Kerem Yıldırım

İnanıyorum, öyleyse varım

Kerem Yıldırım

İnsanın varlık sebebi neyse ona göre değer kazanır.

Her ne kadar batılı bir filozof "Düşünüyorum öyleyse varım." demiş olsa da insanın varlığının nedeni açısından çok yetersiz bir tariftir. 

İnsanın sadece düşürüyor olması varlığının gerçek iktizasını ortaya koymaz.

İnsanın asıl var olma nedeni, kendisini yaratan (yoktan var eden) Rabbine iman etmesi ile gerçek anlamda karşılık bulur. Batı'nın laikleşmiş devlet yapısı ve sekülerleşmiş /dünyevileşmiş düşünce yapısında Allah'a imanın yeri olmadığı için, var olmanın nedenini sadece düşünmeye bağlamıştır.

Oysa her insan şöyle veya böyle, herhangi bir şekilde düşünmektedir.

Kimisi yüzeysel düşünürken, kimisi biraz daha deruni düşünür.

Lakin insana bu düşünme yeteneğini veren, fikir yürütme ve yorum yapma kabiliyetini vereni tanımadığınız zaman ya da devre dışı bıraktığınızda tek başına düşünmenin hiç bir anlamı olmayacaktır.

Oysa düşünme melekesini insana vererek insanı diğer varlıklardan daha değerli bir kanuna getiren Yüce Rabbimiz kendisine güvendiğimiz ve inandığımız zaman gerçek düşüncenin ortaya çıkacağını bize bildirmektedir.

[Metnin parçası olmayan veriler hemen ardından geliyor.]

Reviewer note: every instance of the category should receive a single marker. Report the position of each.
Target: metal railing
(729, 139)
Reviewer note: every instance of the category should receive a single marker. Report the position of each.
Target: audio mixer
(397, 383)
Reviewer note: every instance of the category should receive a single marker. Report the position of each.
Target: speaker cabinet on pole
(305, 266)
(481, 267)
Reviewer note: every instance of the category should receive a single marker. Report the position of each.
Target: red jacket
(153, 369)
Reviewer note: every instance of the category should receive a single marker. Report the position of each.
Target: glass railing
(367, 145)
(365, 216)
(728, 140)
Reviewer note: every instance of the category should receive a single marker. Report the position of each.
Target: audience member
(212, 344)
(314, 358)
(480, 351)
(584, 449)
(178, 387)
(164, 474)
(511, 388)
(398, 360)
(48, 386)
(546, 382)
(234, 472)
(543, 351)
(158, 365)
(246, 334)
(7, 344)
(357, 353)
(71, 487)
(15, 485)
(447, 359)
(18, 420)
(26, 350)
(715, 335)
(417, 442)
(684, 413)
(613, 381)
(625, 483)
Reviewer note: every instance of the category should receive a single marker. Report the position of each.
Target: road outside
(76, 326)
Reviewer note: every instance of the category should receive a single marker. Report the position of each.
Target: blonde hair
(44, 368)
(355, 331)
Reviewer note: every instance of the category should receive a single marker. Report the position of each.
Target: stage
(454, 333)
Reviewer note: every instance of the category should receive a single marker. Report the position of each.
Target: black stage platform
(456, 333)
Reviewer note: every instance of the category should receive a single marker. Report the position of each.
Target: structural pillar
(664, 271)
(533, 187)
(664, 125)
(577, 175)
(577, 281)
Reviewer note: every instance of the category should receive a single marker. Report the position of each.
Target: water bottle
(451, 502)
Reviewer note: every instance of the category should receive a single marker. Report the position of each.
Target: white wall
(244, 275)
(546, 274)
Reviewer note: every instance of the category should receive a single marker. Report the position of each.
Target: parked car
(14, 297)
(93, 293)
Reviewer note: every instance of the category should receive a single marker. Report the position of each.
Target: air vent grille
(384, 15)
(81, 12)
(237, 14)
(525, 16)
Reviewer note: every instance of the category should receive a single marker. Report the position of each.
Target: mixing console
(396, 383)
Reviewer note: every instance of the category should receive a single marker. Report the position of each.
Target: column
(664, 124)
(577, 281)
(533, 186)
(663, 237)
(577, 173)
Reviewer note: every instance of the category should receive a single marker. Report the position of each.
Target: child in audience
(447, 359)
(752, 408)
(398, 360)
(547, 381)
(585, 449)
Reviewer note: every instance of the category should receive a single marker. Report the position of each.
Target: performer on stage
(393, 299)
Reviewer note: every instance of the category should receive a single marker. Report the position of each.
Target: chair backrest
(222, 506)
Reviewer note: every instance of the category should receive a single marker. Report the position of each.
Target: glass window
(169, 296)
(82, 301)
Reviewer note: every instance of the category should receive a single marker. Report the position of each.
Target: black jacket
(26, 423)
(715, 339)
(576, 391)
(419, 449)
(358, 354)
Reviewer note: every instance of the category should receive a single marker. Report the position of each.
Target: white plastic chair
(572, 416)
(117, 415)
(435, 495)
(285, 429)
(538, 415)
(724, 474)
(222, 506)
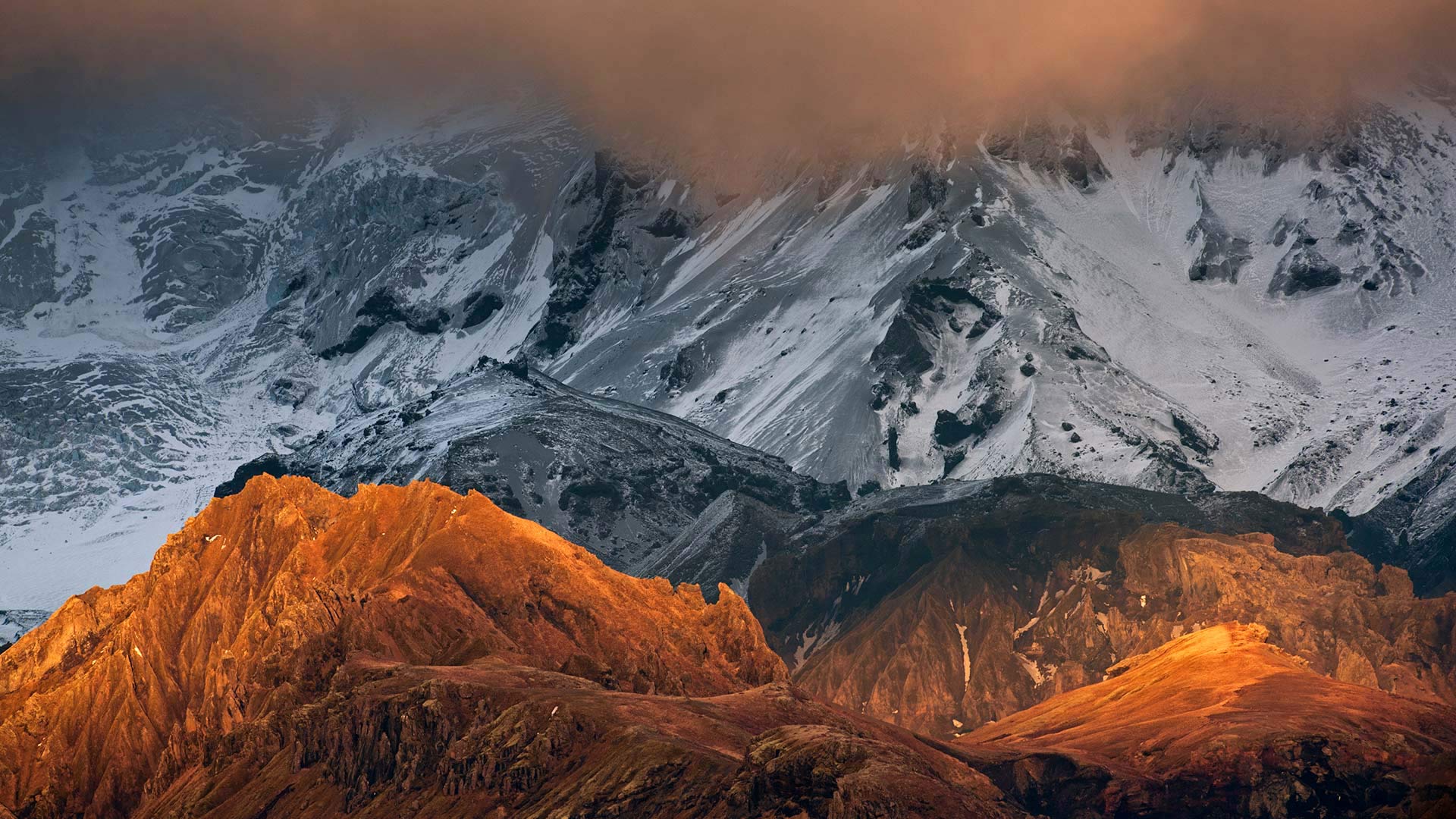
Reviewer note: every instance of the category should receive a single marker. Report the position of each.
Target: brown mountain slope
(1220, 723)
(414, 651)
(987, 629)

Bir âyet-i kerimede Yüce Rabbimiz bizim varoluş gayemiz şöyle belirtmektedir: "Ben insanları ve cinleri ancak bana kulluk/ibadet etsinler (bana inansınlar ve beni tanısınlar) diye yarattım."  Zariyat 56.âyet

Batıda insanın varoluş nedeni önce skolastik bir bakış açısıyla değerlendirilmiş, kilise mantığına dayalı olan bu skolastik bakış açısının insanın dünyadan el etek çektiren bir yapıya götürmesi, diğer bir deyimle 'sağ yanağına tokat vurana sol yanağını da uzat'  tembelliğine itmesi bir süre sonra ne yazık ki Allah inancını devre dışı bırakan pozitivist bir yapıya dönüşmüştür. 

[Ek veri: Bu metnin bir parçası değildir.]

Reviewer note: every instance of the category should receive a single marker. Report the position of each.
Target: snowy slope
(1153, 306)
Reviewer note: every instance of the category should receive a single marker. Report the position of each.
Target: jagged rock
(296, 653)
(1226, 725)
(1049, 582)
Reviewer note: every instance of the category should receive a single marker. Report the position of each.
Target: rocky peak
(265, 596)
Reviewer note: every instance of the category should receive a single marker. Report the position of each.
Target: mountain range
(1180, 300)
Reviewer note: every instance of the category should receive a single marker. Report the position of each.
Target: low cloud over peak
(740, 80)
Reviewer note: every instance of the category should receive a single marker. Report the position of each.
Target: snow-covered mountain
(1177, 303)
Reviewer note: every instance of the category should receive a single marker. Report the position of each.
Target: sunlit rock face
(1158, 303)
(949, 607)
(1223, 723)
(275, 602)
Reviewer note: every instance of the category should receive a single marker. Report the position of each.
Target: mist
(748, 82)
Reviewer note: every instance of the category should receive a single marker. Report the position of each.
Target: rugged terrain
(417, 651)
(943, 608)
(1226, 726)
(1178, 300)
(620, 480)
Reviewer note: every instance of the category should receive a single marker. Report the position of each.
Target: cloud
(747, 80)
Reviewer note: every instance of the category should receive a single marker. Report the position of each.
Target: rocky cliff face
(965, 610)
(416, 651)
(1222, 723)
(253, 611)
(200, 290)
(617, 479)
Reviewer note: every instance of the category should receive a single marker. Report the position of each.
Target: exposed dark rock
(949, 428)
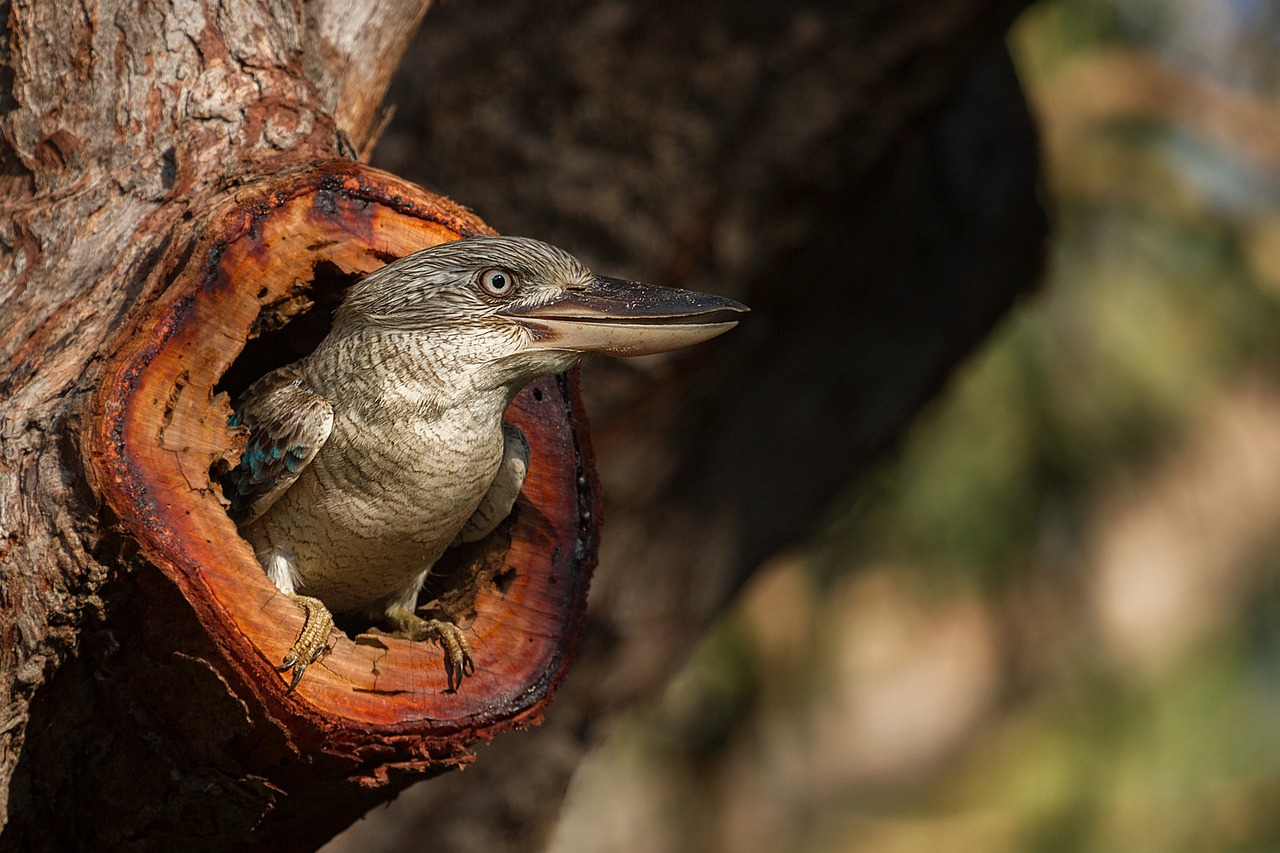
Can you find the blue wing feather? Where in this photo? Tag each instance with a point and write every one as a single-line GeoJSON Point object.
{"type": "Point", "coordinates": [287, 423]}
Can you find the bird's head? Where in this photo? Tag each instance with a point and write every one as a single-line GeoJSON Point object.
{"type": "Point", "coordinates": [528, 309]}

Pozitivist yapının temelinde insanın kendisi tanrının yerine konulmuş, bu tek kanatlı bakış neticesinde ise, insana en önemli değeri katan, insanı gerçek anlamda insan yapan Allaha iman devreden çıkarılarak düşünce alanı çoraklaştırılmıştır.

Sadece dünya için düşünmenin, hesaba çekilecek ikinci bir dünyanın devre dışı bırakıldığı kısır bir düşünce mantığı Batı'yı ve taklitçilerini hem vicdanen hemde ahlaken çürütmüştür.

Batının bu tanrıtanımaz şımarık, tek yönlü düşünme anaforuna kapılan birçok Müslüman entelektüel de heder olup gitmiştir.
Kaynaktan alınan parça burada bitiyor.